We have a 2011 chieftain. The Heiki roof vents are unbelievably draughty. The front one is so bad driving the van in anything under 30'C is uncomfortable. the rear one is also very draughty but of course not an issue when travelling.
A friend has a 2011 Commanche with the same problem except he even gets leaves blowing in when its parked.

Our dealer has contacted AT and they claim its the EU law relating to gas ventilation etc!

my 2010 chieftain was fine.

AT just wont take it seriously - anyone else suffering?


----------



## bozzer (Jul 22, 2009)

Tattytony is having the same problem and has a thread on here. Hope you get it sorted.


----------



## rosalan (Aug 24, 2009)

There did not seem to be much support for Tony when he complained.
Is this a new situation or has it been going on for some time?
I for one, am not impressed by the gas excuse, for I am sure there must be alternatives that have been working fine for the last twenty years.
Alan


----------



## tattytony (Jun 29, 2009)

My heki also lets in water when travelling AT have admitted there is a problem but will not do anything as its dometic that make the heki.
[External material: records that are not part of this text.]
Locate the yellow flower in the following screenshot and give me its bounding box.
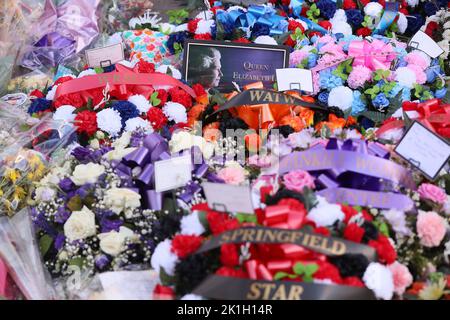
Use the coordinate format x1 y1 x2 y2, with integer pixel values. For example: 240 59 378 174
419 278 447 300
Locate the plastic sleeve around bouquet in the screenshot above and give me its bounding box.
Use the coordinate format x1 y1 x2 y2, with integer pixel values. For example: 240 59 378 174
0 209 54 300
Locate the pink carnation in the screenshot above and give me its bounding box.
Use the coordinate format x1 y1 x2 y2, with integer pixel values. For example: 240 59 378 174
407 64 427 84
217 167 245 185
283 170 315 192
289 50 308 68
347 66 372 89
416 211 446 247
388 261 413 296
418 183 447 204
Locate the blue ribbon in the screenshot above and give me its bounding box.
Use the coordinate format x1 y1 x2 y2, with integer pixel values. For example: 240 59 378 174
373 2 399 34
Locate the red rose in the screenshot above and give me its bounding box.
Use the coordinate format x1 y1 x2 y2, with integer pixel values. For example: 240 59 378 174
53 76 73 85
29 89 45 98
356 27 372 37
343 277 365 288
155 89 169 107
169 87 192 109
188 18 201 33
206 211 239 235
220 243 239 267
344 223 366 242
319 20 333 30
136 59 155 73
53 93 84 108
342 0 356 10
75 110 97 136
313 260 342 284
172 235 203 259
368 235 397 264
216 267 247 278
147 108 167 130
194 33 212 40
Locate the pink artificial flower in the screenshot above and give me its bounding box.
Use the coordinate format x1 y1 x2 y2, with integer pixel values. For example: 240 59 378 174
217 167 245 185
418 183 447 204
347 66 372 89
283 170 316 192
388 261 413 296
416 211 446 247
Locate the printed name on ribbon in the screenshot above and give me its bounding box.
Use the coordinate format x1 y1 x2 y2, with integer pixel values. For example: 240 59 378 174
196 227 376 261
193 275 375 300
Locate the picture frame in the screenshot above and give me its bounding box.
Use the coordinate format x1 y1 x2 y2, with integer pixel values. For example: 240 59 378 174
183 40 290 92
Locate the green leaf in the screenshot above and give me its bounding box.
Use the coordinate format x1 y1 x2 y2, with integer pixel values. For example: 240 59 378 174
67 196 83 212
39 234 53 256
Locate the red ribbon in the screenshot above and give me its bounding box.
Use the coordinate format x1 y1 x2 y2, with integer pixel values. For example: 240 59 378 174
54 64 196 102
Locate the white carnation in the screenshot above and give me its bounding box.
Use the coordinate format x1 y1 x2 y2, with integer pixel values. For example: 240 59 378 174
151 239 178 276
45 84 58 100
97 109 122 137
395 67 416 89
125 117 153 133
163 102 187 123
328 86 353 111
180 211 205 236
307 196 345 227
128 94 150 113
254 36 277 45
53 105 76 122
364 2 383 18
363 262 394 300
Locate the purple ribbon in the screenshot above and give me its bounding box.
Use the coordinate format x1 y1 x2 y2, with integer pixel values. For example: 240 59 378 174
279 139 416 211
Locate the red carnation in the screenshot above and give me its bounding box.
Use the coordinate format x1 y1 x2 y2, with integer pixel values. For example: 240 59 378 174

My van is going into Chelston Motorhomes this week (I hope) to have a mushroom vent fitted to the roof and ducted down through a cupboard so we cant see it.

When this has been resolved with AT and Dometic I will look at one or both for compensation for the time without the van.
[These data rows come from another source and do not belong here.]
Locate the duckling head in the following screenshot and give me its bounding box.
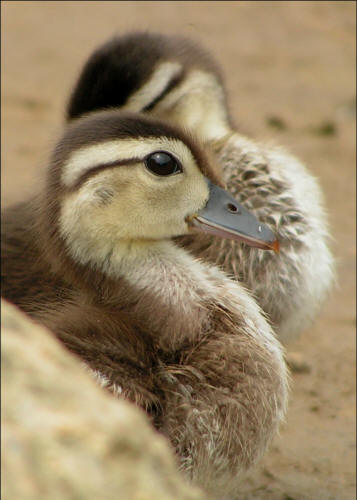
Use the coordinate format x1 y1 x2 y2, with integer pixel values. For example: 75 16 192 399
67 32 231 140
47 111 276 274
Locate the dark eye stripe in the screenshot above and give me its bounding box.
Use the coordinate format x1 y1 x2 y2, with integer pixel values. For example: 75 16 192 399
141 69 184 112
68 158 143 191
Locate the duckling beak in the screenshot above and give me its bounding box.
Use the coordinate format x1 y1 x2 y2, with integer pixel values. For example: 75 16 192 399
187 181 279 252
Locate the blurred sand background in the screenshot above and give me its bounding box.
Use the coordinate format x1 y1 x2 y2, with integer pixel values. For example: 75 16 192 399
1 1 356 500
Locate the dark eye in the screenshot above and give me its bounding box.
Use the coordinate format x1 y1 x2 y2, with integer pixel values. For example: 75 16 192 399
145 151 182 176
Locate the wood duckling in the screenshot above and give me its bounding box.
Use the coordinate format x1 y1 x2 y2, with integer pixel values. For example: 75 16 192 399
67 33 334 343
2 111 287 498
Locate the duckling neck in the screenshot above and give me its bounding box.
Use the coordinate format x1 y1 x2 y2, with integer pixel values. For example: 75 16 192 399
98 240 215 350
153 70 231 141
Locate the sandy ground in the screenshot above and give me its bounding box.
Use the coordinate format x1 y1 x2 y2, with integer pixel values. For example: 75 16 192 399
2 1 356 500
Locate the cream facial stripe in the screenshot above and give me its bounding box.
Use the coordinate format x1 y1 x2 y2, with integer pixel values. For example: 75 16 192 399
61 137 194 188
123 62 182 111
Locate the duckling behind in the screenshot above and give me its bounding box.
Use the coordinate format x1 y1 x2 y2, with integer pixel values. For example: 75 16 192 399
67 33 334 342
2 112 287 498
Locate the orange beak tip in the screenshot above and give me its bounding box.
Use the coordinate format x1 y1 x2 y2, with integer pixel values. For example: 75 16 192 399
272 240 280 253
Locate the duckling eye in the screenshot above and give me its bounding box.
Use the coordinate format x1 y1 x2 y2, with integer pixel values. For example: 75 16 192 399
144 151 183 176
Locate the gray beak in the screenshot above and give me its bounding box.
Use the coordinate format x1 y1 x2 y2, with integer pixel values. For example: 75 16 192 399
188 181 279 252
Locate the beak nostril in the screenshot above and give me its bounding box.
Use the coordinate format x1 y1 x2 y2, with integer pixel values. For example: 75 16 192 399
226 203 239 214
This is all down to gas regulations and AT/Dometic taking it upon themselves to use the heki to vent instead of a flue.

Good luck with yours.


----------



## SaddleTramp (Feb 15, 2007)

I recently had an Autotrail (Delaware) and I had trouble with my front Roof Vent (Midi) The winding mechanism wouldn't work, I also thought they were Heiki But it turns out they aren't, they are a very similar brand, I cannot remember the name but as mine was under warranty the place I bought it from fitted a New Heiki because they complained that the standard version is not repairable as you cannot get spares and the replacement was expensive so they asked if I minded if they fitted a Heiki.


----------



## tattytony (Jun 29, 2009)

I have just been told by Chelston that there is a delay in getting the vent seal from AT and Dometic, seems to be out of stock with both ( wonder why ).
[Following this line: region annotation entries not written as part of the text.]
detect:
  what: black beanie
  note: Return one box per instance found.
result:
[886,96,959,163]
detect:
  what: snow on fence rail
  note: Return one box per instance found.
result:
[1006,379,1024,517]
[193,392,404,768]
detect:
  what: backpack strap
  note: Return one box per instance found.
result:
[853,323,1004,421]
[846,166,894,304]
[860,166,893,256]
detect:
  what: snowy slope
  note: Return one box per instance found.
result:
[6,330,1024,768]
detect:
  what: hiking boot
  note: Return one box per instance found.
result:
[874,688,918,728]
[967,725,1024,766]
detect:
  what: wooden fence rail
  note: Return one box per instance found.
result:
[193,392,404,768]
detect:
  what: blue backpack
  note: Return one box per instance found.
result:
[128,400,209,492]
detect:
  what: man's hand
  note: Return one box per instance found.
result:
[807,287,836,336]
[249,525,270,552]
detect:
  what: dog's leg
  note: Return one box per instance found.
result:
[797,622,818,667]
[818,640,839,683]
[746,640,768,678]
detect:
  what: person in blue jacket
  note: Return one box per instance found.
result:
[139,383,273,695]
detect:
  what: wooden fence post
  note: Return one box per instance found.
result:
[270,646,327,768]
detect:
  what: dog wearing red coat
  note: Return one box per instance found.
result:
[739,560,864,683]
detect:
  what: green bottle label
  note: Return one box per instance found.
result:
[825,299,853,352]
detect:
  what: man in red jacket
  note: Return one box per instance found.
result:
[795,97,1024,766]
We are off to France Thursday next week so they better get it sorted :twisted:


----------



## Polo (Jul 5, 2007)

*Heki Roof Vent Gales*

I wonder if the Fiamma Rooflight Air Spooler might be helpful in trying to stop the wind etc.. I have just been looking at leisureshopdirect web site in connection with Heki rooflights etc.


----------



## chubs (Jun 5, 2010)

Our swift has wind deflectors in front of all our roof lights


----------